購買は思ったより空いていて、スムーズにお昼を買えたみたいだ。
せんぱいは自動販売機に千円札を入れ、横目でこちらを見る。
「好きなの選んで。」
「……あっ、はい……!えっと、じゃあ、オレンジジュースで!」
ガコン、と音がして缶が取り出し口に落ちる。
受け取ると、冷えた金属の感触が指先に伝わってきた。
…咄嗟にオレンジジュースとか言ったけど、お弁当と合わないよね?
白米かき込んでオレンジジュース飲む姿を想像する。
うん、普通に引かれそうだなこれ後で飲ませてもらおう。
「ありがとうございます!明日は私がせんぱいの分も買いますから!」
「……いや、だから後輩に奢られたくないって」
せんぱいはビニール袋からおにぎりを取り出した。ツナ、ツナ…え???
同じ種類を2個?なんで???
「とりあえず座れば?」
せんぱいは手近な椅子を引くとギッ…と腰掛ける。
軽く眉をひそめて、どこか所在無さそうにしてた脚を組んで落ち着けたようだ。…高さ合わなかったんだ。
てか脚なっが!?改めて見るとスタイル良いなこの人!
促された席に向かい合って腰掛けつつ、改めて観察してしまう。
漆のような艶のある黒髪に、琥珀色の瞳。日に透けるんじゃないかってくらい透明感のある肌…やっぱり綺麗すぎる。

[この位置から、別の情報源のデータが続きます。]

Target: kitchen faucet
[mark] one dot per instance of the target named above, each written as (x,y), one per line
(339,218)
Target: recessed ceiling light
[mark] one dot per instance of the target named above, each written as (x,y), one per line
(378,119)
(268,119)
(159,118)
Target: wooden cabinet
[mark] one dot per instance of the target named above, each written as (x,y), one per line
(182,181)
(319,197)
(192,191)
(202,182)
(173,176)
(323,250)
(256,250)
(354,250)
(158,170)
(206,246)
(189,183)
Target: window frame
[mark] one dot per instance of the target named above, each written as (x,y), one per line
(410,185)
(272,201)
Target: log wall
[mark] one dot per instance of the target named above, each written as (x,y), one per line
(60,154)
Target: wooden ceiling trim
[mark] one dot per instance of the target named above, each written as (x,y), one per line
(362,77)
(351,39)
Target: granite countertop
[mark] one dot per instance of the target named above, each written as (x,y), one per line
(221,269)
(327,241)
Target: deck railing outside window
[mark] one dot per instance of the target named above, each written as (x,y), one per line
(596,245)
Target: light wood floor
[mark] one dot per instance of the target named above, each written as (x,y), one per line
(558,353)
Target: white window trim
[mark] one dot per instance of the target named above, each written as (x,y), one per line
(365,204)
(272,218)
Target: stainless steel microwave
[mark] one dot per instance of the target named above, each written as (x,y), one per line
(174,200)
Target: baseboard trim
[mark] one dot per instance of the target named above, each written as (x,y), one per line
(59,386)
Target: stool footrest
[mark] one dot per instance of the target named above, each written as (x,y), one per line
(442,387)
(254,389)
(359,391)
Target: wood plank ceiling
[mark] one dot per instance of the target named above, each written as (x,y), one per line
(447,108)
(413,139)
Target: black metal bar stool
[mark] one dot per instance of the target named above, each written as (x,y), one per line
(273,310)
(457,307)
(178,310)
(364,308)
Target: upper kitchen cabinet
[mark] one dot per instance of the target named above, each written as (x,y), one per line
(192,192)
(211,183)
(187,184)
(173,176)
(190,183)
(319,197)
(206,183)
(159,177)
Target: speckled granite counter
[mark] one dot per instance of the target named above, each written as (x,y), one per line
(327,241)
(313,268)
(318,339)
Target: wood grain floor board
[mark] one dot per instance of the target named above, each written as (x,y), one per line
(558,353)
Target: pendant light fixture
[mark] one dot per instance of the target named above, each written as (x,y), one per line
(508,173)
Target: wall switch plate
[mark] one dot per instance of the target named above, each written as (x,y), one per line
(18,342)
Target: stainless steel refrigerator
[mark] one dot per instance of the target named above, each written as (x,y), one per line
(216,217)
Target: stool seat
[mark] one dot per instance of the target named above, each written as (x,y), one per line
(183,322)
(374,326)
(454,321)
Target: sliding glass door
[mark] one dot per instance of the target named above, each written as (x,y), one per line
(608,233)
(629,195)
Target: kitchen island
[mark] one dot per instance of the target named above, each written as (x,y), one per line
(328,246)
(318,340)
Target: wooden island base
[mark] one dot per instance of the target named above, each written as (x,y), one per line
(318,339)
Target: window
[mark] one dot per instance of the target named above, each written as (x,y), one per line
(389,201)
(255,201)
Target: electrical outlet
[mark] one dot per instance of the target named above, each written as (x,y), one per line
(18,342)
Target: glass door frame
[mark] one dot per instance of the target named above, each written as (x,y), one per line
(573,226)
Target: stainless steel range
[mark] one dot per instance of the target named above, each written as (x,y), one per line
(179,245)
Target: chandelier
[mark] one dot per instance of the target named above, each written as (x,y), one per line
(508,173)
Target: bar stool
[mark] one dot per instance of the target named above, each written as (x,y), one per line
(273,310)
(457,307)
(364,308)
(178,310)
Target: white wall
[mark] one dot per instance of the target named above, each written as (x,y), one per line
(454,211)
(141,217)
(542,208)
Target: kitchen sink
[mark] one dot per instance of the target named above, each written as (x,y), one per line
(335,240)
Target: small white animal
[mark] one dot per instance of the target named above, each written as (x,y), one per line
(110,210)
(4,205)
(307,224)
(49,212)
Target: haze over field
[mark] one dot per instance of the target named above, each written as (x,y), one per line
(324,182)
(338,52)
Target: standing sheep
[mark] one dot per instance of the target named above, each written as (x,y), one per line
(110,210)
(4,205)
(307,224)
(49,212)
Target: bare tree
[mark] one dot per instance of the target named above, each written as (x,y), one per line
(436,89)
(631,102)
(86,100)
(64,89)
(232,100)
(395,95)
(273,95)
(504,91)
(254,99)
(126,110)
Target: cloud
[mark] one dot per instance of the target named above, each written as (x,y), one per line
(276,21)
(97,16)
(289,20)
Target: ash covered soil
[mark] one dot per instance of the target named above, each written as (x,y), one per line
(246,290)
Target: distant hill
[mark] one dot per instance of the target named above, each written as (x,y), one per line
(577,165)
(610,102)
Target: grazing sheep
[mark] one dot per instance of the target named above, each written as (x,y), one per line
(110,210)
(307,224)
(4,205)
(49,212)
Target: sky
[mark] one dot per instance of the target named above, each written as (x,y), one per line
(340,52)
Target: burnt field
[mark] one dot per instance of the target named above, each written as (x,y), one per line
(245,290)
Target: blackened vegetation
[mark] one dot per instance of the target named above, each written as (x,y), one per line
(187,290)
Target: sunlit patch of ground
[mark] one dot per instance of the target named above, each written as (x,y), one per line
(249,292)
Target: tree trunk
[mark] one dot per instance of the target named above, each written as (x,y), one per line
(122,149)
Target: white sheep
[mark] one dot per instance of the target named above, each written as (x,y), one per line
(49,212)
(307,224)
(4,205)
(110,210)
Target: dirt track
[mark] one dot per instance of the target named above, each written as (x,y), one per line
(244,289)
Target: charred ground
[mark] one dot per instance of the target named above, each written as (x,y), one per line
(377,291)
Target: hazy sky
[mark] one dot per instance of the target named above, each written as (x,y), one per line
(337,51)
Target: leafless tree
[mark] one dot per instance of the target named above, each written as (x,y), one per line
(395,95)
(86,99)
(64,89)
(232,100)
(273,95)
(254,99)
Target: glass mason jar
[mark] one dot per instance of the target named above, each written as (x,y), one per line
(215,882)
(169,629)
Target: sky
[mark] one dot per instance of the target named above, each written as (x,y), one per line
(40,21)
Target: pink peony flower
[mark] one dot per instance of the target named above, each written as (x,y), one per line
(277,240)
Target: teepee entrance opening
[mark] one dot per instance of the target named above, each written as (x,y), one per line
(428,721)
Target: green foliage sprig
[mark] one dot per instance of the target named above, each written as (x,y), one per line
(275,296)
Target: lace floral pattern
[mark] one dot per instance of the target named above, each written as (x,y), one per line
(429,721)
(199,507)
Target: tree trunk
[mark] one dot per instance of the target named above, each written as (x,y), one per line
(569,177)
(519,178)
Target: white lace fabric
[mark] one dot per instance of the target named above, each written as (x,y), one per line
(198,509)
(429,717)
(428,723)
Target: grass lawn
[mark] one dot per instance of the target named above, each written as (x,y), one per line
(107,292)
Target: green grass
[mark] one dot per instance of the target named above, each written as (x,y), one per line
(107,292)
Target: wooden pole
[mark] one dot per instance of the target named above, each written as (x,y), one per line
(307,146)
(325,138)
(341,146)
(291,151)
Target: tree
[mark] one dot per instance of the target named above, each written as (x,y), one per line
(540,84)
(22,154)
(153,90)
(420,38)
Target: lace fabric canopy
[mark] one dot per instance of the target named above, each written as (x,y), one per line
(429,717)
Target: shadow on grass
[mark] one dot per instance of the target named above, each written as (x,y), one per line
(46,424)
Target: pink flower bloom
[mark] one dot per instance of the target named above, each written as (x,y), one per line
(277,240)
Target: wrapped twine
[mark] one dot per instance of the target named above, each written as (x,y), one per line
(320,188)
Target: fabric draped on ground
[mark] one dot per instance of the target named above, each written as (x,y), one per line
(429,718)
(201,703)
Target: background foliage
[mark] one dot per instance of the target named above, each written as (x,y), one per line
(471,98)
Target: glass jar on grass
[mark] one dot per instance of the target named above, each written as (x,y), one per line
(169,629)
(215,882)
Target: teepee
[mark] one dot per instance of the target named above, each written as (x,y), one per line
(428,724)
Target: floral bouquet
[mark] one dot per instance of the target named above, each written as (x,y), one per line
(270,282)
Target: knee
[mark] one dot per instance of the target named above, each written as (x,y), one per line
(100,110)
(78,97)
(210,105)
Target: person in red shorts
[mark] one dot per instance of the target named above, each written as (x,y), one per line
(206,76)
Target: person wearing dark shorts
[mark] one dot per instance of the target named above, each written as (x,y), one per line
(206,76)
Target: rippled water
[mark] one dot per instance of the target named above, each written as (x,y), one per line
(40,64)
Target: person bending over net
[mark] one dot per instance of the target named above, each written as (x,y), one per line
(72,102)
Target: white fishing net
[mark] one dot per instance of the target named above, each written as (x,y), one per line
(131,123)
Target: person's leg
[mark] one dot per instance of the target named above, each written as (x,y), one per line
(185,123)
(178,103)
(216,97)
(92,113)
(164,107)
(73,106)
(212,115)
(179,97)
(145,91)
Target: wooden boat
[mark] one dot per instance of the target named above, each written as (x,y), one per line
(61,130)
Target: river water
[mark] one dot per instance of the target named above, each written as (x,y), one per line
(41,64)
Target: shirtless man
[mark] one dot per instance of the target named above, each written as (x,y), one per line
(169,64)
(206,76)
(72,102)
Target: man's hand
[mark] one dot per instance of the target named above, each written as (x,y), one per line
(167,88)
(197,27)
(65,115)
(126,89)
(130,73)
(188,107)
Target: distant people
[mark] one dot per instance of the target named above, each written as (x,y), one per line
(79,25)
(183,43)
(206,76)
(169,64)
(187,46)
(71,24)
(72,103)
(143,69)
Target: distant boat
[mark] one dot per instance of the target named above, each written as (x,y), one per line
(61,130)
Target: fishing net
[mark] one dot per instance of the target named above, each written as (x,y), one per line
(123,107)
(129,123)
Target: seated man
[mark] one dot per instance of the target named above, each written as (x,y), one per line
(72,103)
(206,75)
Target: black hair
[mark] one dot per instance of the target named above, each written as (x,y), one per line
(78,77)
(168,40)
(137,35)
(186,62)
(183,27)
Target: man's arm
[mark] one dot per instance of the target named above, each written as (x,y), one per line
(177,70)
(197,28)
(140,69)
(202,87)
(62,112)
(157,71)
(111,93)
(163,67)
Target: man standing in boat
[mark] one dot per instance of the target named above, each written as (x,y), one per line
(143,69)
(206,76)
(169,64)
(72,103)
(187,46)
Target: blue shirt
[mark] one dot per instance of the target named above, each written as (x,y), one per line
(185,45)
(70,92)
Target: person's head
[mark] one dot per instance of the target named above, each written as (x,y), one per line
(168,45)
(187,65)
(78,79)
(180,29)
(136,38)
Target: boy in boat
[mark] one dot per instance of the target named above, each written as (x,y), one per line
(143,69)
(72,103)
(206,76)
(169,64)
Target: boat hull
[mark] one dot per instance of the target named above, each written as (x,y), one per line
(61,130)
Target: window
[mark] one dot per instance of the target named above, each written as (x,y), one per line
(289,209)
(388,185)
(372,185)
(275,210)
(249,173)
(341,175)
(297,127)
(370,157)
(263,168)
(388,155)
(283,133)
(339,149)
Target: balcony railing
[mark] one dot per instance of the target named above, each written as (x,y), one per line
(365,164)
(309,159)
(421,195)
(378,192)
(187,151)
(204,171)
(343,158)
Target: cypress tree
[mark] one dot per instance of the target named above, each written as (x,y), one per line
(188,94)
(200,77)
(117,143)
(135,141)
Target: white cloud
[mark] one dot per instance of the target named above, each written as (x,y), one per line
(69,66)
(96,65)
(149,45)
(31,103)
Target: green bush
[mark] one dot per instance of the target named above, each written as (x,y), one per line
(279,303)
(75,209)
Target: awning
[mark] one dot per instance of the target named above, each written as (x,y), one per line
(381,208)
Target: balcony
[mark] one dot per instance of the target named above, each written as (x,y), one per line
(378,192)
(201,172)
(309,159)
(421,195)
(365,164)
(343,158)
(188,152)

同じ制服なのに、なんでこんなにも大人っぽく見えるんだろう。
「……え、なに何か付いてる?」
「いや相変わらず美人だなぁって」
「…そこらにいるわ」
「いてたまるかぁ!!」
美人って言われて目をちょっとだけ細めたの見逃しませんでしたからね!?絶対照れてましたよね!
こっち見てくださいよ顔背けないでくれます!?
あっ耳赤い可愛い…推しの過剰摂取で熱出たら保険効くのかな…医療機関に迷惑だからやめようね。
「あ、なんでせんぱいツナ2個なんですか?」
「…キミが誘ってきてから行ったから、もうあんま残ってなかったの」
「いやいや梅干し残ってたの見ましたよ私」
それを聞いたせんぱいはプイッと顔を背けた。
ははーんさては見逃してました?
言われてそういえば…って感じですか?
「…その、すっぱくて苦手」
「…ッ!?」
チラッと恥ずかしそうに呟く姿に呼吸困難になった。
肌白いから感情わっかりやすいなこの人!?えっかわ…はん?かわ…オァ…
「ちょっと待って、なぜ野口を出した?」
「ありがたやありがたや…」
「いや受け取らないし。ちょっと押し込むな待て…なんで小柄なのにこんな時だけ力強いの…ッ!」
ふふ。捩じ込んでやったぜ…
秒で顔に叩きつけられた。さもありなん。